One of the nice things about NHS Digital datasets is that there is a consistent use of identifier codes across multiple datasets. For example, GP Practice Codes are used to index particular GP practices across multiple datasets listed on both the GP and GP practice related data and General Practice Data Hub directory pages.
Information about GPs is also recorded by the CQC, who publish quality ratings across a wide range of health and social care providers. One of the nice things about the CQC data is that it also contains information about corporate groupings (and Companies House company numbers) and “Brands” with which a particular location is associated, which means you can start to explore the make up of the larger commercial providers.

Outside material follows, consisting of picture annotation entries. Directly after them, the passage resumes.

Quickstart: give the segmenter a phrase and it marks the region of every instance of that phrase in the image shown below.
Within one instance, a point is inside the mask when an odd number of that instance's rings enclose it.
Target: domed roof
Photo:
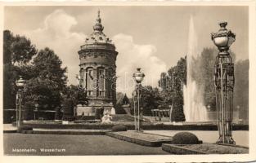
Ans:
[[[98,11],[98,15],[97,18],[97,22],[93,26],[93,33],[89,37],[87,37],[85,42],[87,44],[94,44],[94,43],[110,43],[113,44],[112,41],[104,34],[102,32],[104,29],[103,25],[101,24],[101,19],[100,15],[100,11]]]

Unfortunately, the identifier scheme used by the CQC is not the same as the once used by NHS Digital. This wouldn’t provide much of a hurdle if a lookup table was available that mapped the codes for GP practices rated by the CQC against the NHS Digital codes, but such a lookup table doesn’t appear to exist – or at least, is not easily discoverable.
So if we do want to join the CQC and NHS Digital datasets, what are we to do?
One approach is to look for common cribs across both datasets to bring them into partial alignment, and then try to do some do exact matching within nearly aligned sets. For example, both datasets include postcode data, so if we match on postcode, we can then try to find a higher level of agreement by trying to exactly match location names sharing the same postcode.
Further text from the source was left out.